Discussing the Wolves’ upcoming slate of games after practice last week, head coach Tom Thibodeau said it was going to tell them exactly where they are. Not where they’re going, but where they are, and that’s an important distinction. We can’t do anything about where the team is going, so we’re left to watch and wonder what it augurs. Thibodeau isn’t hamstrung in that way: when someone blows a defensive rotation, it becomes a thing on his to-do list, not a worrying sign of what’s to come.
During training camp, he shrugged off a question about whether the preseason was a chance to instill what it takes to win games, saying something about not getting ahead of themselves, about not forgetting it’s a process. And that’s kind of a weird thing, because in a way it means that you make sure to not forget the process by not looking at it directly — you look instead at the thing in front of you and focus on that.
Until their games start showing up on our televisions or at the Target Center, we’re stuck with these muted scoreboard feeds and — because of this — I watched the Wolves’ first preseason game without any overall sense of who was winning or losing, or even how much time was left in the quarter.

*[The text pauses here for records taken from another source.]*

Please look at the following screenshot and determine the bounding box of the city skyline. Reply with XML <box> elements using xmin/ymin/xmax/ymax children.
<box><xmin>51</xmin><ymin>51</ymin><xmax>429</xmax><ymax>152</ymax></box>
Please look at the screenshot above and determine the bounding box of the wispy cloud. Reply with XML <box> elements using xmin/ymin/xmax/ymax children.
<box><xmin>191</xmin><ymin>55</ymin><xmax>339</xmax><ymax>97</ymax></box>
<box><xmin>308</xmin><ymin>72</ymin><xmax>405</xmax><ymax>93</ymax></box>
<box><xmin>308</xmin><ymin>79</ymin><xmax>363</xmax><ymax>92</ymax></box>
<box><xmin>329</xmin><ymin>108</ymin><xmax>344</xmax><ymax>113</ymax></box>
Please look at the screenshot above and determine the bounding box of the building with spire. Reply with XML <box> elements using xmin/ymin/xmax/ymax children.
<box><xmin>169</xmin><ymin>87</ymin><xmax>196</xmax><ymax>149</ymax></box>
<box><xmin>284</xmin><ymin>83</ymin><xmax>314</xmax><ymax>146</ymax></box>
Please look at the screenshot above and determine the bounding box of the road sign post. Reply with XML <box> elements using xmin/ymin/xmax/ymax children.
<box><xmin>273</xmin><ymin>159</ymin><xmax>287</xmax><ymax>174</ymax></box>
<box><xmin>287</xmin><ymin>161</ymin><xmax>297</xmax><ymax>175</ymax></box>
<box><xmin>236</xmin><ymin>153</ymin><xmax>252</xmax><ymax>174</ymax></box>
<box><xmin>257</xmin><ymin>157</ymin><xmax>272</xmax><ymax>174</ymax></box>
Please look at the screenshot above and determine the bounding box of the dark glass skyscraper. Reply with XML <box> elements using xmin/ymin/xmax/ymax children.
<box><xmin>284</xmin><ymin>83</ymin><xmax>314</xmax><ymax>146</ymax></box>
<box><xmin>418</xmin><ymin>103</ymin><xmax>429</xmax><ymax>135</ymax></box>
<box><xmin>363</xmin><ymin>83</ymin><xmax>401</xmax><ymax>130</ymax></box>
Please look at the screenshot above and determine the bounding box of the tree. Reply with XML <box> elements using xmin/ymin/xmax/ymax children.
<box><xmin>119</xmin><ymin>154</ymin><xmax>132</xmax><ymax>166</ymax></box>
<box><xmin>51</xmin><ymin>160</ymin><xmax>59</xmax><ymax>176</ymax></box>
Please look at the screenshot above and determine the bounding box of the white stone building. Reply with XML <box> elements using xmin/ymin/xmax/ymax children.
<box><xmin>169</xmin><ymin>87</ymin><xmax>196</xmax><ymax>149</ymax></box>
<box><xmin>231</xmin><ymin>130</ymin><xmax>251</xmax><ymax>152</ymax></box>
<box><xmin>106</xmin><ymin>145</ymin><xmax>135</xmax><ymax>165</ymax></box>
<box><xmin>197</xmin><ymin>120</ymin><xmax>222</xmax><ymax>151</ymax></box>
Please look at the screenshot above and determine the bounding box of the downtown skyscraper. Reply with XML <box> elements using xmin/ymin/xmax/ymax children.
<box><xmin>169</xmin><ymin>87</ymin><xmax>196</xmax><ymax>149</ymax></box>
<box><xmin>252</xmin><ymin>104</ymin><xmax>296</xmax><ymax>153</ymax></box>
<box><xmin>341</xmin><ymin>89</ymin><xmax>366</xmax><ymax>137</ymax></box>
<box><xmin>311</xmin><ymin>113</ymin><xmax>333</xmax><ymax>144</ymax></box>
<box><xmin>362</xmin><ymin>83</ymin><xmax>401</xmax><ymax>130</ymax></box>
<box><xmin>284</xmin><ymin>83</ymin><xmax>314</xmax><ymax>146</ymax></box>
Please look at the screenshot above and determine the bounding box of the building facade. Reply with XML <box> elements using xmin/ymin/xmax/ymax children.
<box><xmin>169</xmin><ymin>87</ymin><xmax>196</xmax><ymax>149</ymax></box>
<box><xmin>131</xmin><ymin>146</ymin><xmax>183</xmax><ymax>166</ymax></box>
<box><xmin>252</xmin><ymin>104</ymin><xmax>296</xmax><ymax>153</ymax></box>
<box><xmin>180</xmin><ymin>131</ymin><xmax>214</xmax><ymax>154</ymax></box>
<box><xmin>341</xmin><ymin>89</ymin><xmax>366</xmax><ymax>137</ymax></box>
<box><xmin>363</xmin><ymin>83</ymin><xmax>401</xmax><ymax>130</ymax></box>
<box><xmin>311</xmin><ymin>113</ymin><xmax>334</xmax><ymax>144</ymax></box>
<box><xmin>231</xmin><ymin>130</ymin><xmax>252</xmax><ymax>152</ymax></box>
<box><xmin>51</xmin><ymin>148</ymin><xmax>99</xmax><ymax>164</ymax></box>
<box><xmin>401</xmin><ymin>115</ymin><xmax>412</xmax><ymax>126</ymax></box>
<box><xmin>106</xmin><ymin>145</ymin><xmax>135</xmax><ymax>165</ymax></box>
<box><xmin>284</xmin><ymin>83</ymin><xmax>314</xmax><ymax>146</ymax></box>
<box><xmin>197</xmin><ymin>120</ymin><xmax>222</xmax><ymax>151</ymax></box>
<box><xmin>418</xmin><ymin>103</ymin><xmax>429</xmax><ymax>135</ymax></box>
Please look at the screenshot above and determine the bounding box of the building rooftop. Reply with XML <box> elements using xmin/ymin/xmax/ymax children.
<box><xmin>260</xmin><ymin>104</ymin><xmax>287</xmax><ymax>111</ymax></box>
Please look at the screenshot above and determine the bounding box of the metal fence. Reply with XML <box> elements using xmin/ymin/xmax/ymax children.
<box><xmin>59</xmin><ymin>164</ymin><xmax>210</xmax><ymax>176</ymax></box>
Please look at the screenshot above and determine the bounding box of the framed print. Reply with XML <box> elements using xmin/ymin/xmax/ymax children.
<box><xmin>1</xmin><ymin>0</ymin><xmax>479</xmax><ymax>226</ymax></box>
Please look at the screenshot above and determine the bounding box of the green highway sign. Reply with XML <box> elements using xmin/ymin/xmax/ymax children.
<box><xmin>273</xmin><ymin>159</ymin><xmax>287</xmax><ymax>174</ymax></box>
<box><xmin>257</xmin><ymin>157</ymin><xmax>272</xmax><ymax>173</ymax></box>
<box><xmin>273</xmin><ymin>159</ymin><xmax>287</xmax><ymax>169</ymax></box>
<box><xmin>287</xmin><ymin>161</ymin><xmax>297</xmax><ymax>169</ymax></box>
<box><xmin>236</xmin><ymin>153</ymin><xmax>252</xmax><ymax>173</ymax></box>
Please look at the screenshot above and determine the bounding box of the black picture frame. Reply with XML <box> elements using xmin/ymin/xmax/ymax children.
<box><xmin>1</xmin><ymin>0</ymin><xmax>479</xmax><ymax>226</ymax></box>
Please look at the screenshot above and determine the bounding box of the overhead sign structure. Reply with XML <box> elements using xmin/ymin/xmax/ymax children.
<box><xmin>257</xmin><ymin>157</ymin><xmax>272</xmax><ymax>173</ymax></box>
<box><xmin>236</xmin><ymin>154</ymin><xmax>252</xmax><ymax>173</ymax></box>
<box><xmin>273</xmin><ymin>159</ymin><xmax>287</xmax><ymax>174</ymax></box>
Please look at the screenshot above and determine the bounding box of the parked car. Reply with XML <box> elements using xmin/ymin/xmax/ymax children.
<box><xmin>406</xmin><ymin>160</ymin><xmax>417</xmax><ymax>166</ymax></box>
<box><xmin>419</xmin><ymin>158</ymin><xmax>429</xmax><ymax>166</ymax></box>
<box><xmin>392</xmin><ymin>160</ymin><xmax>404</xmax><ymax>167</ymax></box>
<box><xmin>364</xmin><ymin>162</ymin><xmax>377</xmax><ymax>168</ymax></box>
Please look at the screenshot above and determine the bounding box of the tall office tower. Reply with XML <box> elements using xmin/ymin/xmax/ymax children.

It was oddly freeing: a chance to watch the game possession by possession with little sense of momentum, a sense that each possession would occur and then evaporate into a new one to be watched on its own merits, in the moment. Instead of judging where the team would end up, I was seeing where they were in the moment, starting to cook.
Thanks to Zach Harper, we have a feed of last night’s game against the Charlotte Hornets. This time, it has sound, but that doesn’t change the plan: Line up the carrots. Get to work.